A burgeoning body of scholarship enumerates AI harms and proposes solutions. This Article diverges from that scholarship to argue that the heart of the problem is not the technology but its creators: AI engineers who either do not know how to, or are told not to, build better systems. Today, AI engineers act at the behest of self-interested companies pursuing profit, not safe, socially beneficial products. On its best day, the government lacks the agility and expertise to solve the AI problem on its own. On its worst day, the government falls prey to industry’s siren song. Litigation does not fare much better; plaintiffs have had little success challenging technology companies in court.

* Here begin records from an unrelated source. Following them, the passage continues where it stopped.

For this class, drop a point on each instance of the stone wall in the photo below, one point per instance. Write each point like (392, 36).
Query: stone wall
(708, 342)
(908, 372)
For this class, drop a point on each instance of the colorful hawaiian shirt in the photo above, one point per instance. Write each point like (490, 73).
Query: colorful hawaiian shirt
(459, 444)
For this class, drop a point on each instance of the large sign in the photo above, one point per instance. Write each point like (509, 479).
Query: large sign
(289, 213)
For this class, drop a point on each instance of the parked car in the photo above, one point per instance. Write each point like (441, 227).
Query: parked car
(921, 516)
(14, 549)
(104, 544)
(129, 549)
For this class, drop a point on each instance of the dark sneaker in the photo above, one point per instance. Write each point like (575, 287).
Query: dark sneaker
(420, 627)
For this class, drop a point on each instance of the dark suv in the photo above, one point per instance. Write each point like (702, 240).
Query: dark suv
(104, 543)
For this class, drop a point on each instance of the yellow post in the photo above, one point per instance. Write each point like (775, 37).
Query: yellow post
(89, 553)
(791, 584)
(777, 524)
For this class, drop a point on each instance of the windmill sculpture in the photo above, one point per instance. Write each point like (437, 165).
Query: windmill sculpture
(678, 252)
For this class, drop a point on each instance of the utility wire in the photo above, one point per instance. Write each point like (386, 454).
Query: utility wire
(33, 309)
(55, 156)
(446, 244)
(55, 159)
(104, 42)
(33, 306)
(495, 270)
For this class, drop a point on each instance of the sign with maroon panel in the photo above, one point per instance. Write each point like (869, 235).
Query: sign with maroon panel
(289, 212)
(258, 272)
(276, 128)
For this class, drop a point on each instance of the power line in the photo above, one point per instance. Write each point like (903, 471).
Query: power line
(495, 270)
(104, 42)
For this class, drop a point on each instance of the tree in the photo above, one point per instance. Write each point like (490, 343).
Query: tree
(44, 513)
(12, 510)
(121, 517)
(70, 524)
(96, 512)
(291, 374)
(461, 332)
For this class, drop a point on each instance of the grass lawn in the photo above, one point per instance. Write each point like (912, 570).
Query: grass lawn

This Article proposes another way: professionalizing AI engineering. Require AI engineers to obtain licenses to build commercial AI products, push them to collaborate on scientifically-supported, domain-specific technical and ethical standards, and charge them with policing themselves. Professionalization’s formal institutions can minimize the risk of technical errors, while its power to transform an individual engineer’s desire to do good into a culture of social responsibility can minimize the risk of ethical errors. This Article’s proposal addresses AI harms at their inception, influencing the very engineering decisions that give rise to them in the first place. By wresting control over information and system design away from companies and handing it to AI engineers, professionalization engenders trustworthy AI by design. Beyond recommending the specific policy solution of professionalization, this Article seeks to shift the discourse on AI away from an emphasis on light-touch, ex post solutions that address already-created products to a greater focus on ex ante controls that precede AI development. We have used this playbook before in fields requiring a high level of expertise where a duty to the public welfare must trump business motivations. What if, like doctors, AI engineers also vowed to do no harm?